Die Diskussion um ein bedingungsloses Grundeinkommen findet immer neue Unterstützer. Die Finnen planen bereits Experimente dazu. Die Frage ist nur: Wer soll das bezahlen?

          Die Idee des bedingungslosen Grundeinkommens ist älter als viele andere Sozialreformen. Schon der englische Staatsmann und Philosoph Thomas Morus dachte darüber im 15. Jahrhundert nach. Später hat sie so unterschiedliche Befürworter wie Nobelpreisträger Milton Friedman und den Soziologen Ralf Dahrendorf gefunden. Die Idee: Alle Sozialtransfers sollten in einem staatlichen Grundeinkommen aufgehen, das ohne Nachweis der Bedürftigkeit jedem unterschiedslos ausgezahlt wird.

          Philipp Krohn

          Redakteur in der Wirtschaft.

          In einem breiten Spektrum politischer Ideologien vom Liberalismus bis zum Sozialismus finden sich Unterstützer. „Die Grünen sehen darin die Emanzipation des Bürgers, Liberale den Abbau von Sozialbürokratie und Linke die Beseitigung des Reichs der Notwendigkeit“, erklärt der liberale Erfurter Ökonomieprofessor Gerhard Wegner. Doch die Szene reibt sich die Augen: Plötzlich sind ähnliche Argumente wie von verärgerten Hartz-IV-Empfängern von gutverdienenden Managern zu hören.

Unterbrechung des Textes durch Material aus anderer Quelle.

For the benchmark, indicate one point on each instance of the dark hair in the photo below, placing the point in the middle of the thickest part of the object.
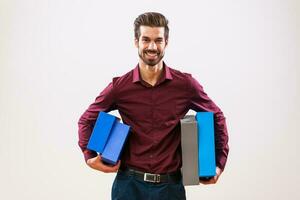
(152, 19)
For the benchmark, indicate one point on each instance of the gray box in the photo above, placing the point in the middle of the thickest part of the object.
(189, 146)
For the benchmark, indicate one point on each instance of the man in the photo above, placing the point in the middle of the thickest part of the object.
(151, 98)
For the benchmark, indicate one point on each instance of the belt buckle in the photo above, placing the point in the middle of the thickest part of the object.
(153, 178)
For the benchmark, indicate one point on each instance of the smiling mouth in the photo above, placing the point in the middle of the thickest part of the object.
(151, 54)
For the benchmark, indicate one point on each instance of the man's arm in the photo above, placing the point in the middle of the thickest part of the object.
(105, 101)
(201, 102)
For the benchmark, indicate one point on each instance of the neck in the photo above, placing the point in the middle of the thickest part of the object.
(150, 74)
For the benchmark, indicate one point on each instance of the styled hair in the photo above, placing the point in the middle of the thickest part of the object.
(152, 19)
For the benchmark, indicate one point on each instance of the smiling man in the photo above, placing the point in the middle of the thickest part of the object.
(151, 98)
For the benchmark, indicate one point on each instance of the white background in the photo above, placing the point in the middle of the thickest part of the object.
(57, 55)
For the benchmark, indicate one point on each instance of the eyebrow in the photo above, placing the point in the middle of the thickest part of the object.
(158, 38)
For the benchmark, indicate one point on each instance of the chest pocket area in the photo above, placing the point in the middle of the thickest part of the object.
(164, 114)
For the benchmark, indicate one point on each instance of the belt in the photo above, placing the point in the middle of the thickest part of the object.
(173, 177)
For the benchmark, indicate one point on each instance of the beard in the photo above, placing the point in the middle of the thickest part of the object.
(151, 60)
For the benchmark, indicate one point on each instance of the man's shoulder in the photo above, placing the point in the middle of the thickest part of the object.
(123, 79)
(177, 74)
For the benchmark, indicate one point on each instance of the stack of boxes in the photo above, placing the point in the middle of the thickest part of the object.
(108, 137)
(198, 147)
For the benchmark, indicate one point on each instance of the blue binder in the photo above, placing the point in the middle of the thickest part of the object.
(115, 143)
(206, 143)
(108, 137)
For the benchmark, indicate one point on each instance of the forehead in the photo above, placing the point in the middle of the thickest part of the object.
(152, 32)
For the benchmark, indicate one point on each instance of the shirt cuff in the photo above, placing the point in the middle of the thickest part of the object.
(89, 154)
(221, 162)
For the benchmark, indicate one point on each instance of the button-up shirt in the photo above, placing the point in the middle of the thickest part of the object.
(154, 113)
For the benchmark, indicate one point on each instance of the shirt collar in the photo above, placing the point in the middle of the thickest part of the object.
(166, 73)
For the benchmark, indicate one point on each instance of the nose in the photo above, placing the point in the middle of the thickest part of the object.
(152, 46)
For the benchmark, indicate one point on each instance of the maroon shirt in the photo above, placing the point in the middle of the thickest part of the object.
(154, 114)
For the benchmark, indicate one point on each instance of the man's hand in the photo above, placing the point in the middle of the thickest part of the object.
(214, 179)
(97, 164)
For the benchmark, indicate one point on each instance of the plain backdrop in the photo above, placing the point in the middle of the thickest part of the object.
(56, 56)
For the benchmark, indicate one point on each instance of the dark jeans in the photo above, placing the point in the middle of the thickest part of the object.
(127, 187)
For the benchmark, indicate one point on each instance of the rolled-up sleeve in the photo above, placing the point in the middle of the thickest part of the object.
(200, 102)
(105, 101)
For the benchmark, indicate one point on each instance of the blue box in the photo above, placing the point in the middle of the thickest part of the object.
(206, 143)
(115, 143)
(108, 137)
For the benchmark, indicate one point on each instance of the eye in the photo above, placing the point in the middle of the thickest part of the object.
(159, 41)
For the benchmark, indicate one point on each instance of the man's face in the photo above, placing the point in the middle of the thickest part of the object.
(151, 44)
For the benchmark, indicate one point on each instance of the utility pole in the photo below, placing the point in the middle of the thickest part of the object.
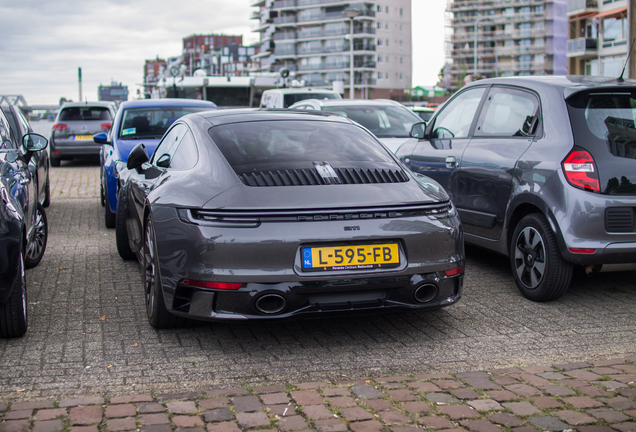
(631, 16)
(79, 76)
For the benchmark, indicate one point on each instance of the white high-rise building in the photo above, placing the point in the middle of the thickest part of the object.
(507, 37)
(311, 39)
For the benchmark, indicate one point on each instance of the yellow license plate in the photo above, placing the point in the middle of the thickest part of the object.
(352, 257)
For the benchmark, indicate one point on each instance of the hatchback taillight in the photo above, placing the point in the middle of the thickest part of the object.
(580, 170)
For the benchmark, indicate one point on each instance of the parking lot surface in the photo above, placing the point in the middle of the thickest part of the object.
(89, 334)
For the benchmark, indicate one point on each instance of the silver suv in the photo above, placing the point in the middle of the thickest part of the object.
(73, 130)
(541, 169)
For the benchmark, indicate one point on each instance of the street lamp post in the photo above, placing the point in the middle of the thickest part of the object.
(351, 14)
(477, 21)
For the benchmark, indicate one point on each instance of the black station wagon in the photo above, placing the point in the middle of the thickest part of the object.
(541, 169)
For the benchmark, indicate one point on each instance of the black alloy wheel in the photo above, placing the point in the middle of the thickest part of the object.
(539, 270)
(158, 315)
(36, 247)
(13, 314)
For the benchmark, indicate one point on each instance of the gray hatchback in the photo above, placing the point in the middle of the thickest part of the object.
(541, 169)
(73, 130)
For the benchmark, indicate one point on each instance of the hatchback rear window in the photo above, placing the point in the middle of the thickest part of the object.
(607, 118)
(280, 145)
(292, 98)
(85, 113)
(152, 122)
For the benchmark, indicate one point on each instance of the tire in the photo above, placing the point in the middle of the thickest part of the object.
(35, 249)
(13, 314)
(158, 315)
(109, 216)
(539, 270)
(47, 193)
(121, 233)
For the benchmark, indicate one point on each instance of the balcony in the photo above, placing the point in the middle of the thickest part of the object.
(576, 7)
(285, 20)
(582, 47)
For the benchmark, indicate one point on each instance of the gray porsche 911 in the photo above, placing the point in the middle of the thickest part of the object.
(265, 214)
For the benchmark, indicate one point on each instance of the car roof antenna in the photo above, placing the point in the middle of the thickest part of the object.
(620, 79)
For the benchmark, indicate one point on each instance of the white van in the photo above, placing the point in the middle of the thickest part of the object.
(284, 97)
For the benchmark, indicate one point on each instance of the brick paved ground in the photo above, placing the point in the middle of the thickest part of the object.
(588, 397)
(89, 337)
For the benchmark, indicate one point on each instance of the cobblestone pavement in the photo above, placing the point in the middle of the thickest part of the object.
(587, 397)
(89, 335)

          Soziale Entkopplung stoppen

          Das Grundeinkommen verspricht Einfachheit und Gerechtigkeit und zeichnet eine Lösung vor, wie Menschen am Produktivvermögen beteiligt werden können, auch wenn ihre Arbeitsstelle womöglich wegrationalisiert wird. Die Digitalisierung und die Suche nach künstlicher Intelligenz trat vor etwa zwei Jahren eine internationale Debatte über die Zukunft der Arbeit los. Darin füllt das bedingungslose Grundeinkommen eine Leerstelle: Wenn Tausende von Beschäftigten womöglich kein Einkommen aus Arbeit mehr erzielen können, müssen sich andere Quellen öffnen, aus denen ihr Lebensunterhalt finanziert wird.

          Erst kürzlich hat sich dazu Timotheus Höttges zu Wort gemeldet. In einem Interview der Wochenzeitung „Die Zeit“ sagte der Vorstandsvorsitzende der Deutschen Telekom: „Es könnte eine Lösung sein - nicht heute, nicht morgen, aber in einer Gesellschaft, die sich durch die Digitalisierung grundlegend verändert hat.“ Innerhalb von einigen Jahrzehnten werde sich die Frage stellen, wie der soziale Frieden gewahrt werden könne. Eine soziale Entkopplung mit Massenarmut auf der einen und extremem Reichtum auf der anderen Seite müsse verhindert werden. Die Digitalisierung werde die Einkommen steigen lassen, daran würden aber nur wenige teilhaben.

          Höttges bringt in diesem Zusammenhang die Finanzierung über eine Gewinnbesteuerung ins Spiel. Bei Götz Werner, dem Gründer der Drogeriemarktkette dm und einem der prominentesten Befürworter in Deutschland, erfüllt eine saftige Mehrwertsteuererhöhung diese Funktion. Lange sträubte sich der Vortragsreisende, konkret zu sagen, wie hoch das Grundeinkommen ausfallen soll. Im Jahr 2011 legte er sich dann in einem Buchtitel („1000 Euro für jeden“) fest.

          Finnland will mit Grundeinkommen experimentieren

          Das Thema ist latent immer da, mal dringt es intensiver in die Öffentlichkeit, mal fristet es ein Schattendasein auf akademischen Fachforen. In Deutschland erlebte die Debatte 2009 einen Höhepunkt, als mehr als 50.000 Unterstützer dafür sorgten, dass die Tagesmutter Susanne Wiest dazu im Petitionsausschuss des Bundestags angehört werden musste. Bis heute ist sie nach einer zwischenzeitlichen Bundestagskandidatur für die Piraten, die sogar einen Parteitagsbeschluss zur Einführung des Grundeinkommens gefasst haben, mit einem Blog als Lobbyistin aktiv.

          Die Schweiz bereitet sich auf eine Volksabstimmung in diesem Juni vor. Und in Finnland hat sich die konservative Regierung im vergangenen Jahr verpflichtet, erstmals in Europa eine umfangreiche Sozialstudie zu finanzieren. 100.000 Probanden sollen in einem Sozialexperiment ein Grundeinkommen unterschiedlicher Höhe erhalten, um unter anderem Effekte auf die Arbeitswilligkeit zu testen. 20 Milliarden Euro sollen dafür zur Verfügung stehen.